|
If you just want to learn a model of chess games in algebraic notation (is that what it's called? I don't play chess) then you don't need to train a Transformer. That would be overkill, and you wouldn't really be able to train it very well. I mean, unless you have a few petaflops of compute lying around. You could instead start with a smaller model. A traditional model, like an n-gram model, a Hidden Markove Model (HMM) or a Probabilistic Context Free Grammer (PCFG). The advantage of such smaller model is that they don't need to have billions of parameters to get good results, and you'll get more bang for the buck of the many, many, many examples of games you can find. But, don't expect to get very far. A system that learns only to predict the best move will never beat a system that looks ahead a few dozen ply, with alpha-beta minimax, or that plays out entire game trees, like Monte-Carlo Tree Search. Well, unless you do something silly to severely hobble the search-based system, or train the predictive model with all possible chess games. Which I mean, is theoretically possible: you just need to build out an entire chess game tree :P You could also try with a simpler game: Tic-Tac-Toe should be amenable to a predictive modelling approach. So should be simpler checker-board games like hexapawn. Or even checkers, which is after all solved. But my question is, what would you hope to achieve with all this? What is the point of training a predictive model to play chess? Hasn't this been tried before, and shown to be no good compared to a search-based approach? If not, I'd be very surprised to find that out, and there might be some merit in trying to test the limits of the predictive approach. But it's going to be limited alright. |
Could you elaborate a bit more on why you think training a transformer only on chess moves(in algebraic notation, yes. Algebraic notation is the one that says <piece><square>, roughly speaking) wouldn't work? I'm not sure I understand.
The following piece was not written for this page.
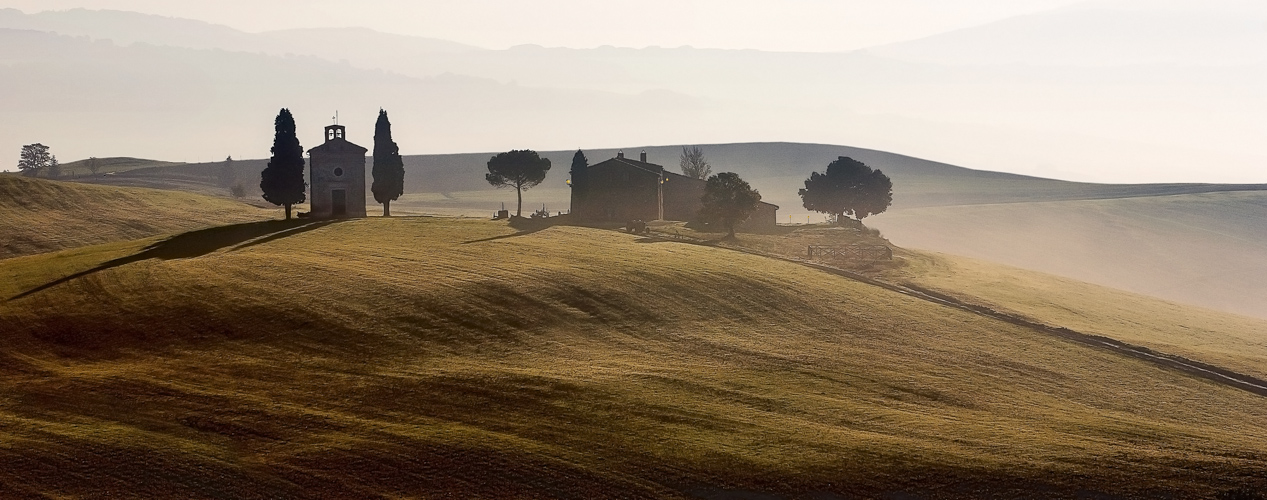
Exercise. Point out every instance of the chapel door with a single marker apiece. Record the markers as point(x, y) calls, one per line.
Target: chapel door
point(338, 203)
As for your question, I don't really have a good answer. I've just been working on my own crazy chess AI ideas for a long while now and I was taken aback by the fact that GPT seems able to occasionally "find" long tactical sequences even in positions that have not occured before in known games. So it seemed only natural to try to think deeply about whether it represents some nugget of something useful, maybe even a fundamentally new approach. But I have serious doubts as I explained in GP.
It's also just been an interesting angle for me to understand what LLMs are doing because I'm deeply familiar with chess and methods of thinking about it both human and artifical. There's a lot more for me to grab onto than with any other application in demystifying it's behaviour.